Olup bitenlere bakılırsa, devlet elini,benli ve dilini güçlendirerek bu işe kalkışmış! Kendinden emin ve istikrarlı bir şekilde gidiyor…,
Bunun nedenleri, sebep ve sonuçlarını değerlendirecek olursak, biz Kürtler ve PKK hareketinin tutum ve davranışı bizi bu olumsuz sonuca götürdü…
Bizler her ortamda ve her yerde örgüt mantığı ile hareket edildiğini ve bundan vazgeçilmesi gerektiğini söylerken, Kürt siyasilerin, sol endeksli ve tamamen Türk soluna emanet edilecek bir şekilde gelişmesinin de, hayal kırıklığı olacağını ifade etmiştik.
Önce Örgütün tutum ve davranışlarına şöyle bir bakalım: Önce Kuzey Irak yani Güney Kürdistan da ki tutumuna bakalım.
Peşmergeleri aşağılayan, Barzani ve ailesini küçümseyen, girdiği her bölge parçasında özerklik ilan eden ve orada kalıcı olarak kalmakta ısrar eden, Rojava’da olduğu gibi, kendinden başka tüm siyasi oluşumları dışlayan ve onlara yaşam hakkı tanımayan…
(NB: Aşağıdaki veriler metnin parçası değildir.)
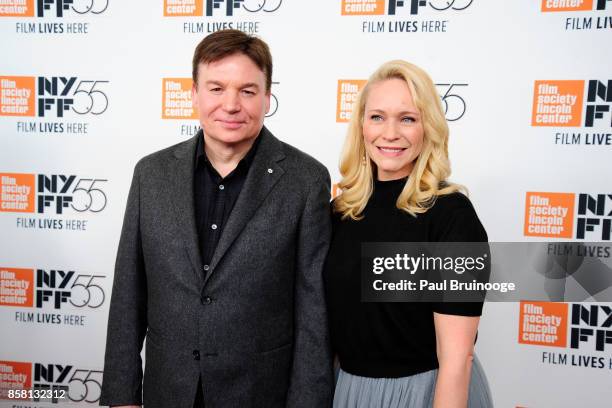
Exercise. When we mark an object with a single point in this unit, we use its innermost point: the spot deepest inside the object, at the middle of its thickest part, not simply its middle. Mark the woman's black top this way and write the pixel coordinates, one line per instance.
(391, 339)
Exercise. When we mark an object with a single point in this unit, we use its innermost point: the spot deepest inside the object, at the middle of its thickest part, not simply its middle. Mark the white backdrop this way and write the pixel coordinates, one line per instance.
(110, 60)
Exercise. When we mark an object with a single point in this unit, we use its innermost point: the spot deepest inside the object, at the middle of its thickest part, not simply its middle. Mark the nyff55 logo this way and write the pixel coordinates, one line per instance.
(552, 215)
(560, 103)
(64, 382)
(392, 7)
(53, 288)
(51, 96)
(51, 8)
(547, 324)
(209, 8)
(56, 193)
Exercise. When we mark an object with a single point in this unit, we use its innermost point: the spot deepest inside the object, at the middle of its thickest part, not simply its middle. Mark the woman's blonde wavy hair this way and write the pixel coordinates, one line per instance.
(431, 170)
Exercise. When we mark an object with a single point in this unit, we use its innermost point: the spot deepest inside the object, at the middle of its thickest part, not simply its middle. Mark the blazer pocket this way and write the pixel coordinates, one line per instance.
(273, 349)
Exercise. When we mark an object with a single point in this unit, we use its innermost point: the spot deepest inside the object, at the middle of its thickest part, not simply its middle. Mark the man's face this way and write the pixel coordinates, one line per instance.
(231, 100)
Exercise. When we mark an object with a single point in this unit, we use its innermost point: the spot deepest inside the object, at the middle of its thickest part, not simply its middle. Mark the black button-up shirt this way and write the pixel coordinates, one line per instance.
(215, 197)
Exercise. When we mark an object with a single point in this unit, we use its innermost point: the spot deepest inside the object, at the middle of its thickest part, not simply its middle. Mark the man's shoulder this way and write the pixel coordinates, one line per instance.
(161, 157)
(303, 163)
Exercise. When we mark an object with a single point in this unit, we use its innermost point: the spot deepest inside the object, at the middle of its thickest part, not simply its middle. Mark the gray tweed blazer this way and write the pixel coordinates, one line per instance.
(253, 325)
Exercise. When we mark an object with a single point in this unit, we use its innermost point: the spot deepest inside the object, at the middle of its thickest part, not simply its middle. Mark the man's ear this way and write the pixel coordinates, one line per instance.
(194, 95)
(268, 93)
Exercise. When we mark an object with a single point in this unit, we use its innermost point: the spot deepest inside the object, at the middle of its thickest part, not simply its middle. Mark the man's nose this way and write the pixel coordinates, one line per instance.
(231, 102)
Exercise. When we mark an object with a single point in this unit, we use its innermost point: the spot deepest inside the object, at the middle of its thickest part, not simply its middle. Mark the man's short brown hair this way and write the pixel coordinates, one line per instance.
(224, 43)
Hatta İran KDP ve Peşmerge güçleri ile silahlı çatışma içine giren, Kuzey Kürdistan olarak ilan ettiği sözde çatışmasızlık kararı aldığı illerde, Kürt ve Kürdistan davası ile onun dışındaki tüm güçleri düşman ilan eden…
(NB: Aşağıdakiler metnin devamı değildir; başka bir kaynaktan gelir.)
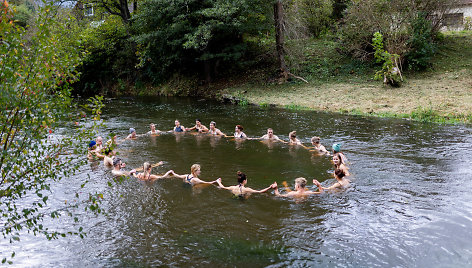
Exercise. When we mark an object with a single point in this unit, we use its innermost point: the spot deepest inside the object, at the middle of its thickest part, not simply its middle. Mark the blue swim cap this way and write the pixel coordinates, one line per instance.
(336, 147)
(92, 143)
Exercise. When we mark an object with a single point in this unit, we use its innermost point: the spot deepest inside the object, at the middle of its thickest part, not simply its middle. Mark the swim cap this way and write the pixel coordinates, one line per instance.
(336, 147)
(92, 143)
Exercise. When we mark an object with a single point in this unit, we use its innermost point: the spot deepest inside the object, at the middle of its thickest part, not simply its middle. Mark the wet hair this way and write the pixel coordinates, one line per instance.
(194, 168)
(116, 161)
(301, 182)
(339, 157)
(241, 177)
(292, 134)
(339, 173)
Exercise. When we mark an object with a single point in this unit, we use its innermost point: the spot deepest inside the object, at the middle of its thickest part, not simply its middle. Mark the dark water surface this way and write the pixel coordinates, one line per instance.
(410, 203)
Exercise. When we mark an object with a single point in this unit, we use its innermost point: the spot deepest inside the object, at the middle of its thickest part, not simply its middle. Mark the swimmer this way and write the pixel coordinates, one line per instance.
(178, 127)
(108, 159)
(341, 179)
(147, 176)
(337, 150)
(241, 190)
(93, 154)
(238, 132)
(198, 126)
(293, 138)
(99, 141)
(213, 130)
(132, 134)
(153, 131)
(339, 164)
(300, 190)
(118, 165)
(192, 178)
(270, 136)
(315, 141)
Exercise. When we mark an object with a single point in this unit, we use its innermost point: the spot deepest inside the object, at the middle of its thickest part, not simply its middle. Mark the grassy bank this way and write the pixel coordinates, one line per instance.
(337, 84)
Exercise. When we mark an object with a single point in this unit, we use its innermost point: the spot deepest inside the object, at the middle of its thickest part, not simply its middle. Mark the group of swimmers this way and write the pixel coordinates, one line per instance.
(106, 152)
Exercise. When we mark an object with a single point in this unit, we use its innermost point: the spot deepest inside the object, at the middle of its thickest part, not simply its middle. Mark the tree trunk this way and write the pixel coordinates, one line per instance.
(279, 36)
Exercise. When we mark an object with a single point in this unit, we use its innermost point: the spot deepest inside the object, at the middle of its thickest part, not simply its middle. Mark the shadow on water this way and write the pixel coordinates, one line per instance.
(409, 203)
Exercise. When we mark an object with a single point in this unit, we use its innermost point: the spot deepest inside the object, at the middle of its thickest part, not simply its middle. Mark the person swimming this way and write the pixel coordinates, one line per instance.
(339, 164)
(198, 126)
(108, 159)
(293, 138)
(315, 141)
(192, 178)
(341, 180)
(213, 130)
(153, 130)
(93, 153)
(178, 127)
(118, 166)
(132, 134)
(300, 190)
(238, 132)
(337, 150)
(241, 190)
(270, 136)
(147, 176)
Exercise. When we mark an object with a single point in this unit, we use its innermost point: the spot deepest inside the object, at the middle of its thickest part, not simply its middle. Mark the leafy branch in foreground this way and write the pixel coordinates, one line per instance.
(42, 130)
Yani kısacası kendi Kürt toplumu ve siyasi hareketi içinde dost bırakmayan, yıllar öncesinin örgüt mantığı ile hareket eden bir süreç içinden geçti PKK hareketi.
Bunların tamamını, kendi örgüt iradesi ile mi yoksa bazı dış mihrakların baskısıyla mı yapıyordu bunu bilemem.
Bu sorunun cevabını ise yine Sayın Öcalan’ın yıllar önce okuduğum, bir kitabından birkaç önemli cümleleri ile güçlendirmek isterim.
İmralı adasına gidişinden birkaç yıl sonra yazdığı, Ekolojik toplum yapılandırması adlı eserinde: Örgüte katılan bir çok Kürt gencinin hatta yüzde seksenlerinin ajanlaştırıldığı, geri kalanların ise silik kişilik ve kişiliği oturmamış, beyninde bir çok, Feodal ve aşiret kalıntısı olan gencin, zor şartlar ve çok zaman harcanarak, örgüte kazandırıldığını ifade ediyordu.
Bunların çeşitli alanlarda görevlendirilmeleri sırasında da çok sorunlar yaşandığını ve bir çoğunun kendini o bölgenin kralı ve hatta ilahı gibi görmeye başladığını iddia ediyordu…
İşte bu yapılanma ve bu zararlı kişiliklerin, devlet olma iddiasındaki bir örgütün önünde, tam bir engel teşkil ettiğine inanıyorum.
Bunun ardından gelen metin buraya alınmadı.